# Hi Res.... is it really better?



## forty5cal1911 (Sep 11, 2006)

With all the popularity and various manufacturers seeming to test the water for High Resolution Audio support I thought this might be a good time to study whether there is truly any benefit to high resolution audio.

For your reading pleasure I submit an article by a very respected Engineer in the software industry. You all know of his and his organizations contributions to the thing we love.... namely Audio. You won't know him by name but I guarantee that all of us at some time or another have used the products of his labor.

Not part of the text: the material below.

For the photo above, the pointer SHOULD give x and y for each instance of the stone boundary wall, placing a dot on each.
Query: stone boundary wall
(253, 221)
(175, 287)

Chris Montgomery (ziphmont) is largely responsible for some of the various Audio codecs that we all enjoy. Most notably, the FLAC encoder / decoder. He is a MIT Graduate in Electrical Engineering and Computer Science and has a Master of Engineering degree from Tokyo Institute of Technology. Suffice it to say he is no lightweight.

Here is his article regarding High Resolution Audio. Please read the article before commenting and evaluate the data yourself.

Link

We are "hardware" limited, meaning due to our physical auditory makeup by design we have an upper limit of hearing at 20-22kHz

Much like we cannot see in the Infrared spectrum because we don't have the physical makeup to do so.



> In summary, it's not certain that intermodulation from ultrasonics will be audible on a given system. The added distortion could be insignificant or it could be noticable. Either way, ultrasonic content is never a benefit, and on plenty of systems it will audibly hurt fidelity. On the systems it doesn't hurt, the cost and complexity of handling ultrasonics could have been saved, or spent on improved audible range performance instead.





> Understanding is where theory and reality meet. A matter is settled only when the two agree.
> 
> Empirical evidence from listening tests backs up the assertion that 44.1kHz/16 bit provides highest-possible fidelity playback. There are numerous controlled tests confirming this, but I'll plug a recent paper, Audibility of a CD-Standard A/D/A Loop Inserted into High-Resolution Audio Playback, done by local folks here at the Boston Audio Society.
> 
> ...


----------



## forty5cal1911 (Sep 11, 2006)

Just listened to the latest SQology podcast and Benny z and Andy Wehmeyer discussed this very thing starting around the 30 min mark.

Absolutely great discussion on a lot of things with Andy. Looking forward to part 2. Anyhow, Andy referenced that he did a post on this in his Tech tips forum in the podcast so I went to see what he had posted.

https://www.audiofrog.com/community/tech-tips/tech-tip-digital-audio-basics/

Interesting that he seems to have come to same conclusion.


----------